Nurses have been under incredible pressure through much of the pandemic period and their roles have evolved to incorporate greater responsibilities. Many nurses have erratic schedules demanding convenience in their banking. And many have significant government and private student loan debt, with 70% of the nation’s nurses carrying some education loan.

Kaitlin Walsh-Epstein, Chief Marketing Officer at Laurel Road, explains in an interview with The Financial Brand that the company created Laurel Road for Nurses with an eye to perks that would mean something to them.

The centerpiece of the effort is Laurel Road Loyalty Checking, which offers multiple cash rewards. On top of a $300 bonus for opening the accounts, in the first year customers receive a $20 monthly bonus if they make qualifying ACH deposits. The accounts carry no monthly fee nor any monthly minimum balance.

“Something we found is that nurses feel kind of guilty about treating themselves to something extra,” says Walsh-Epstein. “That $20 bonus each month is us trying to say, ‘Instead of getting that black coffee today, splurge on yourself and get a frappuccino.”

The program also features access to Laurel Road’s Perks! Partner network, which provides deals on products and services of interest to nurses and other customers of Laurel Road. Among them are deals on Clove footwear designed for healthcare personnel, errand-running services from TaskRabbit, and coffee and tea from Rise Brewing Co.

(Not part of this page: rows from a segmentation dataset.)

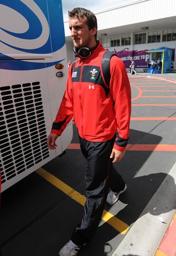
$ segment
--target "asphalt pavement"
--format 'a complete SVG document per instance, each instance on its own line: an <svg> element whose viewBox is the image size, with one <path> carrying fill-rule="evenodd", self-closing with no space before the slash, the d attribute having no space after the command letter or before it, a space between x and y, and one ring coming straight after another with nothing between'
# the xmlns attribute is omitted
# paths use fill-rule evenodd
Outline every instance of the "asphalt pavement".
<svg viewBox="0 0 176 256"><path fill-rule="evenodd" d="M139 73L129 79L130 139L115 164L127 189L106 205L80 256L175 256L176 74ZM81 219L86 165L74 124L65 156L2 193L1 256L58 255Z"/></svg>

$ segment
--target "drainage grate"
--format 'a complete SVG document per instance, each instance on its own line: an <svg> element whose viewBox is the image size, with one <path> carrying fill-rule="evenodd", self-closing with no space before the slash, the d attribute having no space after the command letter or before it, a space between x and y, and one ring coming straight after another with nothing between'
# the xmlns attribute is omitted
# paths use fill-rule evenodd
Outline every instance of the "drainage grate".
<svg viewBox="0 0 176 256"><path fill-rule="evenodd" d="M5 182L49 156L39 82L0 88L0 170Z"/></svg>

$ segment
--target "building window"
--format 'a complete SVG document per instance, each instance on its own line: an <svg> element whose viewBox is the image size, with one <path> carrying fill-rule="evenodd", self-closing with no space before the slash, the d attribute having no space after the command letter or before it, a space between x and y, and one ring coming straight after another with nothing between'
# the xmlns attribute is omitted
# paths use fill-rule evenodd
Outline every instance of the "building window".
<svg viewBox="0 0 176 256"><path fill-rule="evenodd" d="M134 44L146 44L146 33L134 35Z"/></svg>
<svg viewBox="0 0 176 256"><path fill-rule="evenodd" d="M163 42L175 41L176 40L176 29L163 30Z"/></svg>
<svg viewBox="0 0 176 256"><path fill-rule="evenodd" d="M148 43L158 43L161 40L161 31L148 32Z"/></svg>
<svg viewBox="0 0 176 256"><path fill-rule="evenodd" d="M111 47L120 46L120 38L119 36L111 37Z"/></svg>
<svg viewBox="0 0 176 256"><path fill-rule="evenodd" d="M129 36L122 36L122 45L131 45L131 37Z"/></svg>
<svg viewBox="0 0 176 256"><path fill-rule="evenodd" d="M100 38L100 42L102 43L102 46L104 48L107 48L107 47L110 47L108 38Z"/></svg>

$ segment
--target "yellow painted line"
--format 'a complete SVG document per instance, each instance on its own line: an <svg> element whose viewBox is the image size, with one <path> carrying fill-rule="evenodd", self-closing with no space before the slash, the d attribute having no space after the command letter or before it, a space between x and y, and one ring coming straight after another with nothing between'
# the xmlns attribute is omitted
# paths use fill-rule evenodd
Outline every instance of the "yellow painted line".
<svg viewBox="0 0 176 256"><path fill-rule="evenodd" d="M159 251L159 250L158 250L155 256L168 256L166 254L164 253L163 252Z"/></svg>
<svg viewBox="0 0 176 256"><path fill-rule="evenodd" d="M40 168L35 172L56 188L58 188L65 194L70 196L72 199L77 202L79 204L81 204L81 205L84 205L86 202L86 197L84 196L63 182L52 174L45 171L42 168ZM125 234L129 228L128 225L106 210L104 210L103 211L102 219L105 222L108 222L111 226L122 234Z"/></svg>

Another checking option is designed for nurses using Laurel Road to refinance student debt. If they open a Laurel Road Linked Checking account they may qualify for a reduced interest rate on their student loan.

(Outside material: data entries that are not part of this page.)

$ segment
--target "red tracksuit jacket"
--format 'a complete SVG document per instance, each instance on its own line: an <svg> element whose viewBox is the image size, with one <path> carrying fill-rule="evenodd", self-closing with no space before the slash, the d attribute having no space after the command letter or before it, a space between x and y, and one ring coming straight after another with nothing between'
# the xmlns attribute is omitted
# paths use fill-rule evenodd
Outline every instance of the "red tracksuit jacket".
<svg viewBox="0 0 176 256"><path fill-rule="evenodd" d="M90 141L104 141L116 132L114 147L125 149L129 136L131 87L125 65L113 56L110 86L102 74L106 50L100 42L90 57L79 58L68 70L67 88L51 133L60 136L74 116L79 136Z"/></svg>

Helping Nurses Steer Through the Maze of Debt Forgiveness

An important tie-in here, beyond student loan refinancing, concerns KeyBank’s acquisition in May 2022 of GradFin. This consulting firm helps doctors and nurses navigate the highly complex federal Public Service Loan Forgiveness Program. Put simply, the program can wipe out student debt for people serving in medical roles in government or nonprofit organization facilities.

Walsh-Epstein says that understanding the ramifications of the program are important when determining whether it makes sense to refi or to attempt to use the forgiveness program. Ten years worth of payments must typically have been made. An additional complicating factor was the pandemic-era student loan payment moratorium.

Initial consultations with GradFin are free, with an annual fee applicable if the customer accepts the firm’s help. Walsh-Epstein says the service takes all debt into account to see what other alternatives, such as refinancing credit card debt with a Laurel Road personal loan, may help. This may result in a lower student loan refi rate when it reduces the consumer’s debt-to-income ratio.

TikTok Dancing Gets Laurel Road Effort Off on Good Foot

To launch the nurse banking program Laurel Road took advantage of a pandemic-era trend: nurses filming dancing videos on TikTok.

Walsh-Epstein says the company hired Kala Baker, a nurse influencer known for her TikTok dances, to help convince nurses to upload their own dance videos with the hashtag #LaurelRoad4Nurses. A large cash prize helped encourage entries and resulted in over 7 billion views. The publicity and the contest resulted in 7,000 signups for the Laurel Road for Nurses waitlist. (Walsh-Epstein notes that the 7 billion figure does not reflect unique views.)

One of the ongoing points of Laurel Road’s outreach to nurses will be affiliations with industry membership groups. In terms of media, the company is producing an ongoing series of content marketing pieces dealing with financial literacy subjects tailored for nurses. Users can navigate through the educational resources based on their nursing specialty and degree of training and education. For example, a detailed article on, “How to Budget as a Nurse,” gets into nitty-gritty issues and includes a built in budget calculator.

“We think that a big part of your financial journey is the education component, understanding your finances in light of factors that are unique to your profession,” says Walsh-Epstein. She says most content is handled in-house but that it is frequently based on interviews with doctors and nurses with experience in the subjects.